Die Aufstellung des Sanitätsdienstes der Bundeswehr für die Landes- und Bündnisverteidigung

H. Borsch, H. Ploß

Der Kernauftrag des Sanitätsdienstes der Bundeswehr (SanDstBw) ist, die Gesundheit der Soldatinnen und Soldaten zu schützen, zu erhalten und wiederherzustellen. Um diesen vor dem Hintergrund sich ständig ändernder nationaler wie internationaler sowie fachlicher und sicherheitspolitischer Anforderungen auch weiterhin vollumfänglich zu erfüllen, bedarf es eines kontinuierlichen Anpassungsprozesses.

War die Bundeswehr und damit auch der SanDstBw in den letzten Jahren vor allem auf die Durchführung von Aufträgen im Internationalen Krisenmanagement (IKM) ausgerichtet, stehen wir spätestens seit 2014/15 vor der Herausforderung, dass neben dem neuerlichen Schwerpunkt der Landes- und Bündnisverteidigung (LV/BV) alle im Weißbuch vorgegebenen Aufgaben (beispielsweise IKM, Heimatschutz, nationale Krisen- und Risikovorsorge, humanitäre Not- und Katastrophenhilfe) gleichrangig und gegebenenfalls auch gleichzeitig abzubilden und wahrzunehmen sind. 

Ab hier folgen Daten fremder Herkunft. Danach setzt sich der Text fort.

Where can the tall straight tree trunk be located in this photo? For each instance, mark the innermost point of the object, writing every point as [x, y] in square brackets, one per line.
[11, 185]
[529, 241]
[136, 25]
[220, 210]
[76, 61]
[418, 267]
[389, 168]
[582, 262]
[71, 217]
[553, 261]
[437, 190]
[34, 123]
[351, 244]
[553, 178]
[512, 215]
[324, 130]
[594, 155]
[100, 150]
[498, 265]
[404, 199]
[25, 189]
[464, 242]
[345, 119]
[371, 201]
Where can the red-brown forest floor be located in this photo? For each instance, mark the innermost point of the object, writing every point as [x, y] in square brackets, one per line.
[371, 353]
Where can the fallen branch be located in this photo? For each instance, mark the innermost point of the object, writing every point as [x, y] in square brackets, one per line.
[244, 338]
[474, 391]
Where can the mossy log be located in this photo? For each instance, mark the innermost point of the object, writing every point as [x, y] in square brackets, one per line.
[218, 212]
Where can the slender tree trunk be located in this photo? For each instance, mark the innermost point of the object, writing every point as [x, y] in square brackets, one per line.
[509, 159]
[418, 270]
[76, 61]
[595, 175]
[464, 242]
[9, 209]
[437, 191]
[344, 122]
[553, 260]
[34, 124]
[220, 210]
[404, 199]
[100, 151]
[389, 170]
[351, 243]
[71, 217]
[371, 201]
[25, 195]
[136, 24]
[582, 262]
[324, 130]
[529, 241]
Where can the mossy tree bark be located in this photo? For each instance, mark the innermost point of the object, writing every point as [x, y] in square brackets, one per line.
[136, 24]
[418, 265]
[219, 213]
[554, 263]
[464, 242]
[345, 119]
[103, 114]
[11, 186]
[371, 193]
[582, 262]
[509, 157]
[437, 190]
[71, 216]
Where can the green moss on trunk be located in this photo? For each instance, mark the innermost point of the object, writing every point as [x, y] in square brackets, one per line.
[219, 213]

LV/BV erfolgt im Verbund aller Fähigkeiten der Bundeswehr und stets multinational. Die Handlungsfähigkeit der NATO und der EU beruht auch auf der Aufgabenerfüllung Deutschlands als Truppensteller und Host Nation (zum Beispiel als Transitland und Drehscheibe für die Verlegung von Kräften) sowie auf den militärisch oder auch zivil bereitgestellten Unterstützungsleistungen (unter anderem Logistik, IT-Services und sanitätsdienstliche Versorgung). Aufgrund der Leistungsfähigkeit des SanDstBw hat Deutschland im Framework Nation Concept die Rolle als Anlehnnation übernommen und uns wird häufig auch die Rolle als Medical Lead Nation in NATO- und EU-Missionen zugewiesen. Die Herausforderungen für den SanDstBw, die mit der Neuausrichtung auf die LV/BV einhergehen, sind daher ausgesprochen vielschichtig.

Rahmenbedingungen

Rahmengebend für die sanitätsdienstliche Versorgung von Soldat*innen im Einsatz sind die Vorgaben der NATO und der Konzeption der Bundeswehr. Dieses wird maßgeblich in der Fachlichen Leitlinie zum Ausdruck gebracht, wonach das Ergebnis der sanitätsdienstlichen Versorgung im Ergebnis qualitativ dem fachlichen Standard in Deutschland entsprechen muss. Die Fachstrategie „Gesundheitsversorgung der Bundeswehr“ präzisiert diesen Aspekt dahingehend, dass die Ergebnisqualität immer kontextabhängig ist. Der sanitätsdienstliche Einsatzbeitrag bemisst sich dabei grundsätzlich an den missionsabhängigen operativen Fähigkeitsforderungen der zu unterstützenden Kräfte und unter Berücksichtigung nationaler Vorgaben und Auflagen („tailored to the mission“). 

Aus der Grundaufstellung der Bundeswehr heraus sind alle Fähigkeiten zur Erfüllung der gleichzeitig zu leistenden Aufgaben abzurufen. Diese werden durch Missionspakete für darüberhinausgehende weitere gleichrangige Aufgaben ergänzt.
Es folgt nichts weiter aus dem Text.